Ikiru

Ikiru

Akira Kurosawa (1952)

Kurosawa’s celebrated story of a terminally ill man and how the imminence of death transforms his approach to life.  Mr Watanabe (Takashi Yamura), after thirty years as a public servant, holds a senior, stultifying post in the municipal ‘department of public liaison’.  When he learns he has stomach cancer and only months to live, Watanabe goes on (unprecedented) sick leave.  He tries unsuccessfully, and without revealing his illness, to salvage a relationship with his much-loved, cold-hearted son.  He spends a night on the town with a philosophising, down-on-his-luck writer.  He cultivates a friendship with Toyo, one of the girls from the office, who’s about to leave for an assembly-line factory job.    She naturally grows impatient and uncomfortable with his attentions:  in the climactic scene between them, Watanabe tells her that he’s dying and that clinging to her vitality is his only way of turning his mind from (in his words) the engulfing blackness of his mortality.   At the end of their meeting, he has the realisation that it’s not too late to do something valuable.   He returns to work and devotes his energies to the uphill struggle of reclaiming a piece of waste land for development as a children’s playground.

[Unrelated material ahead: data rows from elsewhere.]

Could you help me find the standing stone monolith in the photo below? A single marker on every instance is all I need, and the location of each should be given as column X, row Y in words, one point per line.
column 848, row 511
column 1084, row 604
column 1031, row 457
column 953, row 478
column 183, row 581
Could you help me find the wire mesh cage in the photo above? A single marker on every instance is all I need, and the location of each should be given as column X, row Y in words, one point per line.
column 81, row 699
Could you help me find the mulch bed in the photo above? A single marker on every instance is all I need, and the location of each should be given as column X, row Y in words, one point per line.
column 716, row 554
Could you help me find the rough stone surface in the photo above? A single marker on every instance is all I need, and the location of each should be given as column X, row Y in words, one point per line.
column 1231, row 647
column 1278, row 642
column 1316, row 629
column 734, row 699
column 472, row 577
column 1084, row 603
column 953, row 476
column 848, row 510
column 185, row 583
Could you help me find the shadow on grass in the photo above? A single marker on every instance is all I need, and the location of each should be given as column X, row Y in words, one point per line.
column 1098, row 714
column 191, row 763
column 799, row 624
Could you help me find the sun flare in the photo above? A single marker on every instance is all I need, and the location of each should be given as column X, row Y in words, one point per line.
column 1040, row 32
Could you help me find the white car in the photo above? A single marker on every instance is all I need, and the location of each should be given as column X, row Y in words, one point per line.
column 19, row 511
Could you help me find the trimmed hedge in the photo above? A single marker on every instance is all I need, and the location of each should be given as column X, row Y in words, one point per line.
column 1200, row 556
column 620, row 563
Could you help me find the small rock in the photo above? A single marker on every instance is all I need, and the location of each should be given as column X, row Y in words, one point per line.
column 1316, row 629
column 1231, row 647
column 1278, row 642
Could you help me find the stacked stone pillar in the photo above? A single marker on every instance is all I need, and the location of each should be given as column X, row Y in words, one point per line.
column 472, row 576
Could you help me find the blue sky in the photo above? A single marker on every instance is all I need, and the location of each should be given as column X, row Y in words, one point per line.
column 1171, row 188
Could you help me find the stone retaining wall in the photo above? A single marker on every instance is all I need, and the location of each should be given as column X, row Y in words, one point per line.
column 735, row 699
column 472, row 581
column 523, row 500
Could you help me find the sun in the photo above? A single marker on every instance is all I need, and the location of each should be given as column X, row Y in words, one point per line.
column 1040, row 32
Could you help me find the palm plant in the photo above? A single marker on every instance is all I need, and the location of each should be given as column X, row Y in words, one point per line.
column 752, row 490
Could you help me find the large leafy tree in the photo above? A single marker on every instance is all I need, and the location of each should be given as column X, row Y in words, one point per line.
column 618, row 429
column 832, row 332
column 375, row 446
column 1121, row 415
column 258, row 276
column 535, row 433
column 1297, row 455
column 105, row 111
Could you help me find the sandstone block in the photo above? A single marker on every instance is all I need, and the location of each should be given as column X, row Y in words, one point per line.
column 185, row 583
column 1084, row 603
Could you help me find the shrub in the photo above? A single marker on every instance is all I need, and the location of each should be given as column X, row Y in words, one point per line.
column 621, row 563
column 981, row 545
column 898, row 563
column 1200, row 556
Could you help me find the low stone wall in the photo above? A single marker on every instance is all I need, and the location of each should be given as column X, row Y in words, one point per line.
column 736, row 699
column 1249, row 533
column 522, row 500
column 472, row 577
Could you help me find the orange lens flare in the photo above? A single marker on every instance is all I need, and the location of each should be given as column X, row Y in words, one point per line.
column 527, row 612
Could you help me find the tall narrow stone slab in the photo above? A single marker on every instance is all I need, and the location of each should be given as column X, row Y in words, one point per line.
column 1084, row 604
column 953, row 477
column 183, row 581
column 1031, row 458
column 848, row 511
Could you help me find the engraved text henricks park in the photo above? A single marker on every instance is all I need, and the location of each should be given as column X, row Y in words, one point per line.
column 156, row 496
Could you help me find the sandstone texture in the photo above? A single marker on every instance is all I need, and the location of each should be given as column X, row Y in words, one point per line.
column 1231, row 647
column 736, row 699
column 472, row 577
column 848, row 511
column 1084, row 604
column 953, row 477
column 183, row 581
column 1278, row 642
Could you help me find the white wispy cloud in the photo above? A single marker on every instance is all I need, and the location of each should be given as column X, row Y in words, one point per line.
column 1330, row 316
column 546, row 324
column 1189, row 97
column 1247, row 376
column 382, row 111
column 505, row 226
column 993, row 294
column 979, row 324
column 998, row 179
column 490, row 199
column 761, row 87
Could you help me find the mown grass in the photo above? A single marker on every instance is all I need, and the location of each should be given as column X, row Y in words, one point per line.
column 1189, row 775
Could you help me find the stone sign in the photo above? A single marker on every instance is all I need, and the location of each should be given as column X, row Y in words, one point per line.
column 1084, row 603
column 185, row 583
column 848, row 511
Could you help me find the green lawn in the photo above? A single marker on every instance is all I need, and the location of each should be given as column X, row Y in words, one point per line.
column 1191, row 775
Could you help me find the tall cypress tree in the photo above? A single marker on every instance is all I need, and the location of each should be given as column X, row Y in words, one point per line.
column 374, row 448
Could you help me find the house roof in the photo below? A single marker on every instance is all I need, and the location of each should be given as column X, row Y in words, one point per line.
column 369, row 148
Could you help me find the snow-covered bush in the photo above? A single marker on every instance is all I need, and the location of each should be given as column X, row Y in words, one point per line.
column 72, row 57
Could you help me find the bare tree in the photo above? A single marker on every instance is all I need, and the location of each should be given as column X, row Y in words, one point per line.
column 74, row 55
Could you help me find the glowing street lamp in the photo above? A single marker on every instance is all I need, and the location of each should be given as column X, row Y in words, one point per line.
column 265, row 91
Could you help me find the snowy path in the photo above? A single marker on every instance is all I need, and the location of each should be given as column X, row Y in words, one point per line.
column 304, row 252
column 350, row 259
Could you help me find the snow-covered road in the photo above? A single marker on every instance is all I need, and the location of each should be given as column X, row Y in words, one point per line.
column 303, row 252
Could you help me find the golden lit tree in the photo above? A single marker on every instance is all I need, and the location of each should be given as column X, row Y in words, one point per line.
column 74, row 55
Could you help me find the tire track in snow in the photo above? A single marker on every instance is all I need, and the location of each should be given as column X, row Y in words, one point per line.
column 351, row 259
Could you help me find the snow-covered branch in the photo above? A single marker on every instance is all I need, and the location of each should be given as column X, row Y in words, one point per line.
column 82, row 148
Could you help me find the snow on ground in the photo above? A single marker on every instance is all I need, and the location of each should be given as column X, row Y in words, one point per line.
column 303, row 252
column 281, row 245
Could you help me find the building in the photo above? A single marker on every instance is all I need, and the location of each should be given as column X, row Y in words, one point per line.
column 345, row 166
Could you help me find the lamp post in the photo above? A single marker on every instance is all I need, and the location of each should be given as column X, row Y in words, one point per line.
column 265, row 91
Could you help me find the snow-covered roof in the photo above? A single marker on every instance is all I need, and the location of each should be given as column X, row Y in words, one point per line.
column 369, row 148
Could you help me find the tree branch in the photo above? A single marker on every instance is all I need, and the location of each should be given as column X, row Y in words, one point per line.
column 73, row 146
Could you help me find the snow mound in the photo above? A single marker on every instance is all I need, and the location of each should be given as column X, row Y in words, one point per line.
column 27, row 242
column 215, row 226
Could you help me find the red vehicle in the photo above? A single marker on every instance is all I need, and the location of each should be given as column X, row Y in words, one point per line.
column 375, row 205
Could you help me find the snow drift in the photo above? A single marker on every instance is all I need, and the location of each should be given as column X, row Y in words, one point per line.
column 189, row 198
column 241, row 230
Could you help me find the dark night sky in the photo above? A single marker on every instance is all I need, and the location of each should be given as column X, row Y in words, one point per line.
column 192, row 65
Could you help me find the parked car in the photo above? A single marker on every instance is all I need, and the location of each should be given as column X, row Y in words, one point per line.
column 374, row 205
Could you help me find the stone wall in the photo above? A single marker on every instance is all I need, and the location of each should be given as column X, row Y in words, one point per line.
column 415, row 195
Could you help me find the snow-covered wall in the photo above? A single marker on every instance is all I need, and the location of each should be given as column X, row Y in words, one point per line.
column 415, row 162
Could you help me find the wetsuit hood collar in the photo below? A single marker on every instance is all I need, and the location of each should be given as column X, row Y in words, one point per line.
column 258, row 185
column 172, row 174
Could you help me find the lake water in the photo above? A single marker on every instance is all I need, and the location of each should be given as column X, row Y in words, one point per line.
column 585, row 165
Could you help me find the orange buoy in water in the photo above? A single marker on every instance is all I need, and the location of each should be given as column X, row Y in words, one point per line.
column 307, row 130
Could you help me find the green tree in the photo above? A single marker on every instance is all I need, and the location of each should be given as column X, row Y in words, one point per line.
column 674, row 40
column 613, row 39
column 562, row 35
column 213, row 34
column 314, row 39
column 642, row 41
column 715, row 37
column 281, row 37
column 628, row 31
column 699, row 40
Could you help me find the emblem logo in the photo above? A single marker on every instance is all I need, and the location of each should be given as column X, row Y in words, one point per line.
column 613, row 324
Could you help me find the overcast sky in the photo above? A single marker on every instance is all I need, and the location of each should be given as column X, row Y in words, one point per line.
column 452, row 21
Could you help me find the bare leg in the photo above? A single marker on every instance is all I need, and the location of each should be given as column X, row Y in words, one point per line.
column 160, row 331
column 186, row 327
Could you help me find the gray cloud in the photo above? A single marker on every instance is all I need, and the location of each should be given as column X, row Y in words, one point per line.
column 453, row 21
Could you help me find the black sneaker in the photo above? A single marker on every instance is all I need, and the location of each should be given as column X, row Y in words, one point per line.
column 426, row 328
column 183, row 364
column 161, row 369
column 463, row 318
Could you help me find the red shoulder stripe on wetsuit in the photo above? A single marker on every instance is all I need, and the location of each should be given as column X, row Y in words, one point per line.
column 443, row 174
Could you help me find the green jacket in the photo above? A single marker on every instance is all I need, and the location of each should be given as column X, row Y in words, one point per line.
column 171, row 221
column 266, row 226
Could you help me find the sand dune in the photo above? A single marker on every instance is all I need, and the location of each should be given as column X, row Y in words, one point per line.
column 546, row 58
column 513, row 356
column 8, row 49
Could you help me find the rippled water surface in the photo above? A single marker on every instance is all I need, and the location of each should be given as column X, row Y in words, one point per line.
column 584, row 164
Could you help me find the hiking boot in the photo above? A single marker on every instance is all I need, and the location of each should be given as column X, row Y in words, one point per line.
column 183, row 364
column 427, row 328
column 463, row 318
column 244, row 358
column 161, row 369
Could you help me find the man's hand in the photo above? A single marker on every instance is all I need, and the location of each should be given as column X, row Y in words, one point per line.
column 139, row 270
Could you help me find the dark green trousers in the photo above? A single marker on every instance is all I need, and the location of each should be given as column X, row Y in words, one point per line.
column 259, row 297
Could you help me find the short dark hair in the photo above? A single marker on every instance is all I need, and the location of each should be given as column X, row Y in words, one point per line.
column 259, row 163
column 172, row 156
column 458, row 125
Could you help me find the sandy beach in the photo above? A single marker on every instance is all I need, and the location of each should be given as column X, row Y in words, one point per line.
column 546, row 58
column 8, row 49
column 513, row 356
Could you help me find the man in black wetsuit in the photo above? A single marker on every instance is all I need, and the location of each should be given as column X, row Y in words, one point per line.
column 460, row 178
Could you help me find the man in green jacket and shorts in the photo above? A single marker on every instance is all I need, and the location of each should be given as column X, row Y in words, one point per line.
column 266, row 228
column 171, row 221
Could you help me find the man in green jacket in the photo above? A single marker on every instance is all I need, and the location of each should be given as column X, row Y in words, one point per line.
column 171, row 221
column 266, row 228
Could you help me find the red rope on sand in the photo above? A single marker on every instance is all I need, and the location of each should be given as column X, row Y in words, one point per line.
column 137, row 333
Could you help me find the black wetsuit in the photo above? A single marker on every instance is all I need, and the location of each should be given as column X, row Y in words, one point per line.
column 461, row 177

At this point, the voiceover narration tells us that, five months later, Watanabe was dead.    His wake – on the day following his death, in the playground he has brought to fruition – occupies the last hour of the film.  It’s a very long hour indeed, even though Kurosawa cuts between the gathering, attended by the deputy mayor, Watanabe’s work colleagues and his son and daughter-in-law, and scenes which describe the protagonist’s quiet and absolute determination to make the playground happen.   The grandeur of the life-and-death theme, the luminosity of Yamura’s acting, and the director’s command of his imagery all combine to obscure the fact that much of Ikiru (the infinitive of the verb ‘to live’ in Japanese) is obvious and unimaginative.  The satirical treatment of a byzantine bureaucracy seems pretty standard (and not specifically Japanese).  The staff draw pedantic, evasive demarcation lines between their different departments (‘parks’ and ‘sewerage’ are also key to the plot) and are sometimes invisible behind mountains of files, which seem to be barricades as much as threatening encroachments.   In dramatic terms, the wake sequence functions like an in vino veritas foreshadowing of 12 Angry Men, as more and more members of the group come to acknowledge Watanabe’s efforts for the playground.    (The one who insists on this from the start is clear headed in more ways than one:  he alone seems to stay off the sake.)

Throughout, Watanabe’s sensitivity and benignity are reinforced by the fact that the various forces opposing or depressing him are crudely negative creations – the selfish son, the weakly rivalrous office colleagues, the gangsters trying to get their hands on the plot of land.   The deputy mayor seems to be more subtly developed – or, at least, is subtly and convincingly played, by Nobuo Nakamura.   And, as Toyo, Miki Odagiri has a high-spirited, eccentric individuality that wins you over.  The weaknesses and strength of the film are epitomised in the closing sequence, as Watanabe rocks gently to death on a playground swing in the snow.  It’s predictable that this will be the last we’ll see of him; and when the remorseful policeman who witnessed his death tells the wake that he thought Watanabe was drunk, because he was singing to himself, we know this will mean a reprise of the haunting seize-the-day song that the dying man requested, and sang morosely along with, in an earlier sequence in a club.    Yet the image and the singing, when they arrive, do have extraordinary strength and beauty.   Ikiru slides away from some of the most difficult aspects of its solemn themes:   a shot of happily chattering children in the playground cues the audience to rejoice in the pleasure that Watanabe’s embrace of life has brought about – while ignoring the fact that some of the children will presumably grow up to waste their lives in the Japanese civil and economic system that Kurosawa is elsewhere keen to criticize.  More important, the film evades the question of whether the playground has transformed the world inside Watanabe’s head – or whether it’s ultimately provided an escape to a different way of being ‘distracted from distraction by distraction’.